Rating: 4 stars
Buy Link:
Amazon | iBooks | Amazon UK
Length: Short Story


For thirteen long years, Shane has carried around a picture of a boy, which he found at the bottom of a mall fountain. During that time, Shane has had a few relationships and some serious boyfriends, but it’s the mysterious boy in the photo that has really carried him through some of his toughest times. When Shane attends a baby shower for a friend, he is shocked to see the boy turned man standing across the room. As they converse and get to know one another, Shane realizes how intimately they are actually connected—it’s like a six degrees of separation that ultimately will lead to Shane making the hardest decision in his life and setting loose something he cherishes.

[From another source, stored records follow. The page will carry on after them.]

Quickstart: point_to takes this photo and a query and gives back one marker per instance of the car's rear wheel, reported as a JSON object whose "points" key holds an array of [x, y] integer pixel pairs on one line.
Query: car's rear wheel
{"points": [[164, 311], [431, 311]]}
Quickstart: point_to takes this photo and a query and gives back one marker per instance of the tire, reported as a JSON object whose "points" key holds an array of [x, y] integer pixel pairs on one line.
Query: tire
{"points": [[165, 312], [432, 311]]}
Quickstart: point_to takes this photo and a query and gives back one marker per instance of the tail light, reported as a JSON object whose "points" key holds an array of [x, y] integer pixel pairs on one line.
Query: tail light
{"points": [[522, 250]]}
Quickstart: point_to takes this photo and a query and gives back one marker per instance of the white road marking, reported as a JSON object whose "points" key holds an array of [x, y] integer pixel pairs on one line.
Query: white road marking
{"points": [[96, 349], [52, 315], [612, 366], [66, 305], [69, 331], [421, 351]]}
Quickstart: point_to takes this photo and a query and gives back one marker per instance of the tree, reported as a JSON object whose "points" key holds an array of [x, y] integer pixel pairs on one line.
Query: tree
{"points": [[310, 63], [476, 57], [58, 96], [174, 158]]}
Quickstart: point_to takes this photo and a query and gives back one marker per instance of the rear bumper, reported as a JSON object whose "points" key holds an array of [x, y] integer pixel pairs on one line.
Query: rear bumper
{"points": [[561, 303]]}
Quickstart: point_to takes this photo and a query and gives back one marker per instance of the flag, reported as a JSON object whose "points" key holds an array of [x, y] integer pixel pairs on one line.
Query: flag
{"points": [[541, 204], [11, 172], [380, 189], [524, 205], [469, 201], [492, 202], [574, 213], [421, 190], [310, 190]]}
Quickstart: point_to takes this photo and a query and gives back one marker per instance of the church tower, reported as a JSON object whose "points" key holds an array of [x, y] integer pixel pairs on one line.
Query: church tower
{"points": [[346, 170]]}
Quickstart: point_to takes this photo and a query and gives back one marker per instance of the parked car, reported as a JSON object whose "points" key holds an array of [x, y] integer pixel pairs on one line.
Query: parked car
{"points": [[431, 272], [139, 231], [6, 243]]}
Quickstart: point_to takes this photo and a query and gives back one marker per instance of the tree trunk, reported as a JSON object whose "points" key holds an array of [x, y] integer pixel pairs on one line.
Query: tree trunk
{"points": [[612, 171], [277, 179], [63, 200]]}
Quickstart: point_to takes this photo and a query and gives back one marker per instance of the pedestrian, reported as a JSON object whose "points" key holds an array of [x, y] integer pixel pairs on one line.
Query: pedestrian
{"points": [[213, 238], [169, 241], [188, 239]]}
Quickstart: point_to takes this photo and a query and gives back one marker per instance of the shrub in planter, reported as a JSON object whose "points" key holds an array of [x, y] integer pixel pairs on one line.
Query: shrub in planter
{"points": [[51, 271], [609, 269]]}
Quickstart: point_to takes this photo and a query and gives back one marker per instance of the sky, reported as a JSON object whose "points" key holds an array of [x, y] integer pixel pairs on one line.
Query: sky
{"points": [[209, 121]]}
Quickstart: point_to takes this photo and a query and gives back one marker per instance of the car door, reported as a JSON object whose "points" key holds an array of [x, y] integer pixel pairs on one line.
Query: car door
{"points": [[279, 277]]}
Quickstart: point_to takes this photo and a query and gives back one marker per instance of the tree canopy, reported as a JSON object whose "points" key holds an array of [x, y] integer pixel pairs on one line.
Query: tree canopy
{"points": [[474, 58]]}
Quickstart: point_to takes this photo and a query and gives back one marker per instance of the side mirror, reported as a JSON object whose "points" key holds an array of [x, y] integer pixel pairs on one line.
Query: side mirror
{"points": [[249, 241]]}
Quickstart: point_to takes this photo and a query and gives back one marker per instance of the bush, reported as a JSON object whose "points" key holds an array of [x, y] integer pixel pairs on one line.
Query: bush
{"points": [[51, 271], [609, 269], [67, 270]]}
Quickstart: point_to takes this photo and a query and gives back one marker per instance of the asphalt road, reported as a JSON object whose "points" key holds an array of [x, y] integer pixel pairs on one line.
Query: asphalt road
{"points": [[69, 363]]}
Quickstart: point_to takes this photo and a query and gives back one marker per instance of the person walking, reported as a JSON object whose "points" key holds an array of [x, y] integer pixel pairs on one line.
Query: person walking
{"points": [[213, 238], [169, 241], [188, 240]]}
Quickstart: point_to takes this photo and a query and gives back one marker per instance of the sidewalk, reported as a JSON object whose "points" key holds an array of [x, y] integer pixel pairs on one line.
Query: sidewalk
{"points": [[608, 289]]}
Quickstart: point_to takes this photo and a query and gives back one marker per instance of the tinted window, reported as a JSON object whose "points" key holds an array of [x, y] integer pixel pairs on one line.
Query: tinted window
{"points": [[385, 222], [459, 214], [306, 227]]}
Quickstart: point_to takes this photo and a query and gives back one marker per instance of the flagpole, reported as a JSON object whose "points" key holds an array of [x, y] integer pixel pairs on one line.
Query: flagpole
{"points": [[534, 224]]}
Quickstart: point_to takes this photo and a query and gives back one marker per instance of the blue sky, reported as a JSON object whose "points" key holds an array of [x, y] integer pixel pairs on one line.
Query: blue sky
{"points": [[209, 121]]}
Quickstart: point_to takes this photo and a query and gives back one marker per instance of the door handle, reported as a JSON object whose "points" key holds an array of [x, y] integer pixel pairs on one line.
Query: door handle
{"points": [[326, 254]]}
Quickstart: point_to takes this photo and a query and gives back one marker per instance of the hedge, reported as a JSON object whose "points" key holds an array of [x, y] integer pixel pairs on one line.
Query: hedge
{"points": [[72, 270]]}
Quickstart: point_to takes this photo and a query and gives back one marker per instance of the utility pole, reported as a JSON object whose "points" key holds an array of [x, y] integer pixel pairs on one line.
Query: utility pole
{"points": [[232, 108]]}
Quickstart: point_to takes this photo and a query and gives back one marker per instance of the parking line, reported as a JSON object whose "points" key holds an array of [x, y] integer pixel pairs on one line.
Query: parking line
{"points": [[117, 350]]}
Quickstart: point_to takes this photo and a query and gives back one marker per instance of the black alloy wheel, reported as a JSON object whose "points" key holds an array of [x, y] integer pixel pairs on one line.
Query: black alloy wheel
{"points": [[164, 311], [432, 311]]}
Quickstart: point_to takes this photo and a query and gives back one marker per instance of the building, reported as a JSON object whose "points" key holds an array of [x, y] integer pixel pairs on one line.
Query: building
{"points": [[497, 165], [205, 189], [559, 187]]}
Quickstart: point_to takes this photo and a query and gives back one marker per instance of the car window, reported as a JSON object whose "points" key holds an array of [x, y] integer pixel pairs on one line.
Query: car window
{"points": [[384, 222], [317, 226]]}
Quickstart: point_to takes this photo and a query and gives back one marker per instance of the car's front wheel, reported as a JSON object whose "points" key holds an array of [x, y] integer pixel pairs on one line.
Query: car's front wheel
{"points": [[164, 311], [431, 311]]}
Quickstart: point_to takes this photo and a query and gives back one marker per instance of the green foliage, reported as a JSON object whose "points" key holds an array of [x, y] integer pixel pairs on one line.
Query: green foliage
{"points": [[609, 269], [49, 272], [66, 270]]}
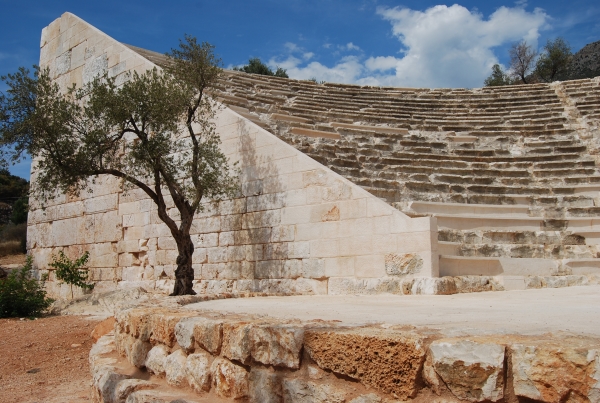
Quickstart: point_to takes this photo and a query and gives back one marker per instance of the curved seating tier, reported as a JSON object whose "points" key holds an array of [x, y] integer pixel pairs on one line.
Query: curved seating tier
{"points": [[504, 170], [511, 173]]}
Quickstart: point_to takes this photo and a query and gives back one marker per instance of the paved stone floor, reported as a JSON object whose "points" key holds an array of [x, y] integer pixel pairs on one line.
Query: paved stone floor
{"points": [[575, 310]]}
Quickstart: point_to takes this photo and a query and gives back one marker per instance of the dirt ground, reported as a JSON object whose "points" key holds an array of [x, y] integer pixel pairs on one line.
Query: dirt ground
{"points": [[45, 360]]}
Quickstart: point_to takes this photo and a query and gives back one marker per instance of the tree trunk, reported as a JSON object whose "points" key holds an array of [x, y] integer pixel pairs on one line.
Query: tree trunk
{"points": [[184, 274]]}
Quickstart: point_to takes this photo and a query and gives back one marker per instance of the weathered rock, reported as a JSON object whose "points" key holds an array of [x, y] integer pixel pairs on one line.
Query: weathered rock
{"points": [[301, 391], [175, 368], [208, 333], [127, 386], [163, 327], [124, 342], [402, 264], [388, 360], [236, 341], [138, 353], [370, 398], [229, 379], [277, 344], [184, 333], [197, 369], [552, 373], [102, 328], [138, 323], [155, 360], [264, 386], [472, 371]]}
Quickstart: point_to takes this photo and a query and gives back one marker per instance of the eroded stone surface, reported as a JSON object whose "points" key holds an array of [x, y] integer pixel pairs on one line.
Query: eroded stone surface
{"points": [[472, 371], [277, 344], [155, 360], [208, 334], [549, 372], [401, 264], [236, 341], [229, 379], [139, 351], [175, 368], [264, 386], [387, 360], [197, 369], [184, 333], [301, 391], [370, 398]]}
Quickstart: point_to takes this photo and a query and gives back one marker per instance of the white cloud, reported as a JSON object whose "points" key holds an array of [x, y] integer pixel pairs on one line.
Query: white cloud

Jay Bell has released a truly lovely short story entitled The Boy at the Bottom of the Fountain. Beginning thirteen years prior and interweaving three lives that all, by fate’s hand, have magically interconnected, the story maps those lives and brings them together for what is admittedly the sweetest yet saddest of love stories. Since this is not a ménage love triangle, someone is going to lose and that person must be willing to sacrifice so much in order for the other two to be happy and there, in a nutshell, you have a sweet, romantic ending while also having a real sense of loss. However, the way in which Jay Bell crafts this tale allows for lots of hope, even as you realize that one of these men will go away empty handed and a bit heart sore.

I really enjoyed how the author interwove these three lives and allowed each one of them to tell their story. Instead of this only being Shane’s moment, we had a real glimpse into how Ryder and Luke coped with a bittersweet moment in their past that neither ever really recovered from at all. There was so much emotion and love in this small package of a story and I raced through the reading of it, fascinated and drawn fully into these three lives.

The Boy at the Bottom of the Fountain reminds us that it is never too late to rekindle a relationship and recapture the moment you first fell in love. It is a story of second chances and hope—lovely to the core.